Studio album by Harry Connick Jr.
- Released: October 26, 1993
- Recorded: July 16, 17, 19–23, 1993
- Studio: Capitol, Hollywood, California
- Genre: Christmas
- Length: 55:36
- Label: Columbia
- Producer: Tracey Freeman

Harry Connick Jr. chronology
| 25 (1992) | When My Heart Finds Christmas (1993) | She (1994) |

Harry Connick Jr. Christmas albums chronology
|  | When My Heart Finds Christmas (1993) | Harry for the Holidays (2003) |

= When My Heart Finds Christmas =

When My Heart Finds Christmas is American artist Harry Connick Jr.'s first Christmas album. Released in 1993, it is among the most popular holiday collections of the past three decades in the United States. Connick Jr composed four songs for the album: "When My Heart Finds Christmas", "(It Must've Been Ol') Santa Claus", "The Blessed Dawn Of Christmas Day" and "I Pray On Christmas". The other songs are traditional Christmas songs and carols.

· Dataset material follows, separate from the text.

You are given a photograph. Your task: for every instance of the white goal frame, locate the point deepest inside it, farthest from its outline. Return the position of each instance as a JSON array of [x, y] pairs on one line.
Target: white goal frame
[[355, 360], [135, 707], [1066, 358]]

The album proved to be the best-selling holiday album in the U.S. of 1993, selling 748,000 copies that year according to Nielsen SoundScan.

In December 2005, the album was certified Triple Platinum by the Recording Industry Association of America for shipment of three million copies in the U.S. As of November 2014, When My Heart Finds Christmas is the twelfth best-selling holiday album in the U.S. since May 1991 (the SoundScan era of music sales tracking), having sold 3.15 million.

Professional ratings
Review scores
| Source | Rating |
| Entertainment Weekly | A− 11/12/93, p.59 |

==Track listing==
1. "Sleigh Ride" (Leroy Anderson, Mitchell Parish) – 3:44
2. "When My Heart Finds Christmas" (Harry Connick Jr.) – 4:32
3. "(It Must've Been Ol') Santa Claus" (Connick) – 4:39
4. "The Blessed Dawn Of Christmas Day" (Connick) – 4:40
5. "Let It Snow! Let It Snow! Let It Snow!" (Sammy Cahn, Jule Styne) – 2:34
6. "The Little Drummer Boy" (Katherine K. Davis, Henry Onorati, Harry Simeone) – 3:41
7. "Ave Maria" (Franz Schubert, Sir Walter Scott) – 4:35
8. "Parade of the Wooden Soldiers" (Ballard Macdonald, Leon Jessel) – 3:27
9. "What Child Is This?" (William Dix, traditional) – 3:11
10. "Christmas Dreaming" (Irving Gordon, Lester Lee) – 2:40
11. "I Pray On Christmas" (Connick) – 3:48
12. "Rudolph the Red-Nosed Reindeer" (Johnny Marks) – 2:31
13. "O Holy Night" (Adolphe Adam, Placide Cappeau) – 6:45
14. "What Are You Doing New Year's Eve?" (Frank Loesser) – 4:49

==Personnel==

===Musicians===
- Harry Connick Jr. - Vocals, piano
- Ben Wolfe - Bass
- Russell Malone - Guitar
- Arthur Latin II - Drums
- Howard Kaplan - Keyboards
- Brad Leali - Alto Saxophone
- Will Campbell - Alto Saxophone
- Jerry Weldon - Tenor Saxophone
- Ned Goold - Tenor Saxophone
- Dave Schumacher - Baritone saxophone
- Mark Mullins - Trombone
- Craig Klein - Trombone
- Lucien Barbarin - Trombone
- Joe Barati - Bass Trombone
- Roger Ingram - Trumpet
- Dan Miller - Trumpet
- Jeremy Davenport - Trumpet
- Louis Ford - Clarinet
- 70-piece orchestra
- 42-voice choir

===Studio===
- Tracey Freeman - Producer
- Gregg Rubin - Engineer/ Mixer

==Christmas TV Special==

Harry Connick Jr., The Christmas Special (VHS) (1994)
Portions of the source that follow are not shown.